Développement économique -Les Direccte doivent s'adapter à la nouvelle donne locale

La rédaction

Deux ans après une mise en place ardue, la Direccte devra s'adapter à la nouvelle donne économique locale.

En regroupant 8 services afin d'instaurer un interlocuteur unique pour l'ensemble des acteurs économiques locaux, les nouvelles Direccte ont été dotées, lors de leur création en janvier 2010, de larges missions, dont celles de participer au développement économique territorial.

Très jeunes, ces directions semblent satisfaire les entreprises en "facilitant les relations au niveau local. La création de correspondants PME au sein des Direccte est bien perçue", observent ainsi trois inspections générales dans leur rapport sur la RGPP remis au Premier ministre le 25 septembre 2012.

Un interlocuteur unique

Pour autant, l'efficience de ces nouveaux colosses de l'Etat local n'est pas toujours au rendez-vous, tant ces directions ont agrégé des services hétérogènes. C'est ce que notait déjà l'Inspection des finances dans un rapport consacré à ces directions en février dernier.

En cause, notamment, "une grande disparité entre les fonctions et les services regroupés, des différences de culture et de métiers : contrôle, animation, gestion des soutiens publics", et "le nombre important de donneurs d'ordre nationaux".

Ainsi, les collectivités locales ne sont pas toujours satisfaites de leurs relations avec leur Direccte, dénonçant outre les difficultés à retrouver l'interlocuteur idoine, un certain manque de proximité.

Directrice de la Direccte de Bourgogne, Isabelle Notter ne nie pas que sa nouvelle direction doit encore "faire cohabiter des cultures et des façons de travailler différentes". Ce qui ne l'empêche pas, selon elle, de répondre plus rapidement aux demandes locales. "La Direccte apporte plus de réactivité et permet à une entreprise de ne plus avoir 36 interlocuteurs !", souligne-t-elle.

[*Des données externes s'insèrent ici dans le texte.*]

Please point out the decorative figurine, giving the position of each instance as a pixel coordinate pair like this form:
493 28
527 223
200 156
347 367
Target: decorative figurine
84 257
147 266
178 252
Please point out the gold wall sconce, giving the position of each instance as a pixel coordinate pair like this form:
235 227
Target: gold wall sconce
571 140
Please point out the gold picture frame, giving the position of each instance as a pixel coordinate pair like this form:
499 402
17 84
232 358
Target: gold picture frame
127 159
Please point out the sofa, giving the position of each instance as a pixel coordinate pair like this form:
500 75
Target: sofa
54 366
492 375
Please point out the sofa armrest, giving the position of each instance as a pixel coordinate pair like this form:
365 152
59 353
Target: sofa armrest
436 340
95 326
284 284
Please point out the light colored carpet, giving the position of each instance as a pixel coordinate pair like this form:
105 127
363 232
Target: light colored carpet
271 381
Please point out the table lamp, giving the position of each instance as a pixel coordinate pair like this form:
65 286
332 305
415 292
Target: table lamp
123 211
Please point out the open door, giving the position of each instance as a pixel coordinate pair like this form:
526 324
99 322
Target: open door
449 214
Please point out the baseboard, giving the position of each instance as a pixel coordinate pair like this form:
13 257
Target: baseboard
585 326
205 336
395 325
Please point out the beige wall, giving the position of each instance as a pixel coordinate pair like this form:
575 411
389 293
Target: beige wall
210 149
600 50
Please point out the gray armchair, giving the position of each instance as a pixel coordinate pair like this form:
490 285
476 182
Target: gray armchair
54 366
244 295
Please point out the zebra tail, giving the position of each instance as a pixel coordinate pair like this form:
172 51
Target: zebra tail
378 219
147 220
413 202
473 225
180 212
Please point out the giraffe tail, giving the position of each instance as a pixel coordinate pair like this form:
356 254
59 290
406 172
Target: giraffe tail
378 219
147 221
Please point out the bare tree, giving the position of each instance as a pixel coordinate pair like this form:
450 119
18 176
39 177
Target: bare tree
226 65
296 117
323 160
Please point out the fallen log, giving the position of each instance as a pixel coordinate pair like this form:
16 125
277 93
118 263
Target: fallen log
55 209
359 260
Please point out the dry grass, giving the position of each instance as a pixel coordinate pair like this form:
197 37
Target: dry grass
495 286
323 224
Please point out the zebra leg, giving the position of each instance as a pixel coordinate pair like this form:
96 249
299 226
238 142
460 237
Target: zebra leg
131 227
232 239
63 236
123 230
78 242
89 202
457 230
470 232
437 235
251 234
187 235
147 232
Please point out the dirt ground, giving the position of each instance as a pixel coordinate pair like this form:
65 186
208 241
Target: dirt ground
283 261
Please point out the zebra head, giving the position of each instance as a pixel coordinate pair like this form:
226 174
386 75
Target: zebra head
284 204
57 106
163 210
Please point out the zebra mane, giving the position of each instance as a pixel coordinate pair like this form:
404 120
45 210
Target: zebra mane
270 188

Quant aux rapports avec les collectivités, elle estime aussi que la relation a été simplifiée, qu'il s'agisse de projets liés à la formation professionnelle ou à la gestion des contrats aidés par les exécutifs locaux.

Partage d'informations

Autre progrès qui serait lié à la concentration des savoir-faire dans la Direccte : une meilleure assistance aux collectivités dans la connaissance des caractéristiques économiques du territoire : "Nous partageons avec elles nos informations sur la définition des bassins d'emplois, la provenance des gens travaillant sur les territoires, les coopérations d'entreprise, etc."

Reste qu'Isabelle Notter a conscience que le nouvel acte de décentralisation, "en confiant aux régions des compétences qui relevaient hier du domaine de l'Etat, sera susceptible de nous impacter", alors même que la Direccte est encore "en cours de consolidation". Or, dans les services déconcentrés, "nous aspirons tous à une stabilisation", glisse-t-elle.

Olivier MERIAUX,
à Sciences-po (UMR Pacte Grenoble), consultant (cabinet Amnyos)

"Les Direccte ont passé plus de temps à régler leurs problèmes internes qu'à aider les entreprises"

"La création des Direccte est exemplaire d'une fusion d'abord guidée par l'enveloppe institutionnelle, sans se préoccuper des procédures, définies seulement après. On a commencé à construire la maison par le toit : tout reste à faire dans le mode d'organisation et le management. Et les Direccte ont passé plus de temps à régler leurs problèmes internes qu'à aider les entreprises…

Les objectifs étaient pourtant clairs : une rationalisation administrative, un souci d'efficacité de l'action publique sur l'emploi, le tout dans une conception assez libérale de l'intervention publique considérant qu'il fallait passer d'un Etat réglementaire et régulateur à un Etat facilitateur des initiatives des autres acteurs.

Mais dans la configuration actuelle, les moyens d'intervention économique sont restés là où ils étaient auparavant : au niveau régional et non dans les unités territoriales. L'idée d'avoir des synergies locales sur l'emploi existe sur le papier mais pas dans les faits. A la base, les cultures des anciennes directions sont profondément différentes, de l'ingénieur à l'inspecteur du travail. C'est un travail très long que de les rapprocher et l'Etat manque de managers publics pour rassembler ces différents parcours professionnels.

Deux logiques s'opposent :

1. celle très descendante, faite de la mobilisation d'une batterie d'aides à l'emploi, tous les acteurs devant rendre compte de l'utilisation de ces mesures sur chaque territoire ;
2. et l'autre, émergente, de création d'emplois par une action économique locale viable en fonction du positionnement du territoire.

Il existe au sein des Direccte une tension permanente entre ces deux logiques."